Sooo, today for culture and society we went to see a movie at a theater in Nagoya, but the movie didn't start until like 4:30, so after lunch we were released to do whatever we wanted, and meet in Nagoya at 4:00. After being in the same room all day, I wanted to go out, so I suggested that we go to Nagoya and find something to do until 4:00. None of my group of friends wanted to go except for Suet-yee, and Shelby said she wanted to go too. I had told them about going to Osu with my host sister, so we decided to go there. We went to the temple, and then we walked forever trying to find a good coffee shop. We went into this bakery place, and it turned out to also have amazing coffee! The desserts were beautiful! We all got cake (pictures on my facebook) and I got some delicious coffee (pic of that on my facebook as well) and it wasn't very expensive, well, not for Japan.
We also stopped in at this K-pop store, but it was very small, and we were out of money and time, so we didn't stay there long.

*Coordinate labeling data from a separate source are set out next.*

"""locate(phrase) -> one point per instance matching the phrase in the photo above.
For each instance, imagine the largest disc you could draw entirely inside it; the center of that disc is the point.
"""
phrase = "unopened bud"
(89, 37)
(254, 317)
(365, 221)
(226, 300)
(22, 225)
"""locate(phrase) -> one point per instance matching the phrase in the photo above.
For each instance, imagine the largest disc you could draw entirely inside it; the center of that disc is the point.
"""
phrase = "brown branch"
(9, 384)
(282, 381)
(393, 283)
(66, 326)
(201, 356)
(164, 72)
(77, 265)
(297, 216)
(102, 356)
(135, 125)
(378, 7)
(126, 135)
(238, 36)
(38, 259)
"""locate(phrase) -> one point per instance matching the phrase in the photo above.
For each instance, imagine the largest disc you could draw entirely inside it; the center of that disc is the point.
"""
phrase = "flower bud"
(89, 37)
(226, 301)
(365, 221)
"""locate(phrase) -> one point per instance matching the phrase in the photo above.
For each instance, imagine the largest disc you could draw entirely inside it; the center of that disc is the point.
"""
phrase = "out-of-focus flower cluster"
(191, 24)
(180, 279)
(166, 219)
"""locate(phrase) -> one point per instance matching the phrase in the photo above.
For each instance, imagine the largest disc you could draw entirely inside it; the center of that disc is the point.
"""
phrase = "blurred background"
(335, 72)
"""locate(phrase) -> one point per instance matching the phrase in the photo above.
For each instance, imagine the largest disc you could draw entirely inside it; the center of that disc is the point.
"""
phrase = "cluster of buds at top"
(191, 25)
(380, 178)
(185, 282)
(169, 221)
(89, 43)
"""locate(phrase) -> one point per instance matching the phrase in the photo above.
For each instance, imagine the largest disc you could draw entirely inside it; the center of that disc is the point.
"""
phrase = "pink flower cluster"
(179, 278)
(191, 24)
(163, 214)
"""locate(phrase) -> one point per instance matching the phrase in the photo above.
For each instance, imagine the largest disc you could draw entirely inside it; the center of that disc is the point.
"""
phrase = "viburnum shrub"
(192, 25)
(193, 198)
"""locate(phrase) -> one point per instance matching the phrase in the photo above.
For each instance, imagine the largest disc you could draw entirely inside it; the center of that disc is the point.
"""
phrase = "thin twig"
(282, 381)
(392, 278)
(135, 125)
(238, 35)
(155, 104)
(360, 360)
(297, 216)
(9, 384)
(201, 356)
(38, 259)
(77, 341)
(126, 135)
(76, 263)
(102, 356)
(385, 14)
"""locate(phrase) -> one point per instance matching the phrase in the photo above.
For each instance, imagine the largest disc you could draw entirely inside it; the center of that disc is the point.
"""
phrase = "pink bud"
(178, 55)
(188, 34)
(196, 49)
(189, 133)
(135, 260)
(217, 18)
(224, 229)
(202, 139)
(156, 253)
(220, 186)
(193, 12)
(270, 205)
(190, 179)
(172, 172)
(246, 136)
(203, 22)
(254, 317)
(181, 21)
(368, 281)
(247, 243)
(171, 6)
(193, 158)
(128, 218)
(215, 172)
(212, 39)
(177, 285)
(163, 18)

We met back up at the station, and walked with everyone to the movie theater. This movie theater was the sketchiest one I've ever seen. It was on some side street, and it was on the second, wait no, third floor or some building. We had to go up this sketch stairwell, and into a small room with a movie screen in it...
Anyway, the movie was a documentary called "anpo: art X war" and it was about anpo, which is the agreement made between the U.S. and Japan after world war 2, which said a lot of things, including that America can have bases in Japan. So in the movie the story is told through art, and by the artists who experienced some aspect of anpo. I found the movie pretty interesting, but a lot of people fell asleep... I definitely felt very douchey watching this movie, because it showed how douchey America was. But my response to that is not that I shouldn't have been there, as some people said, but that I have a responsibility to have been there. It's like how people say that they don't want to go to Hiroshima because they will just feel guilty, but I think that not going is just ignoring what happened, which is impossible for some people on the other side. And I therefore feel that it is unfair for Americans to just not look and pretend it didn't happen just because it will make them feel guilty if they do.
Anyway, so after the movie I rode the train with Javier, and got back to kida pretty quickly. That route is so much better than from Ichinomiya to kida! I don't have to switch trains!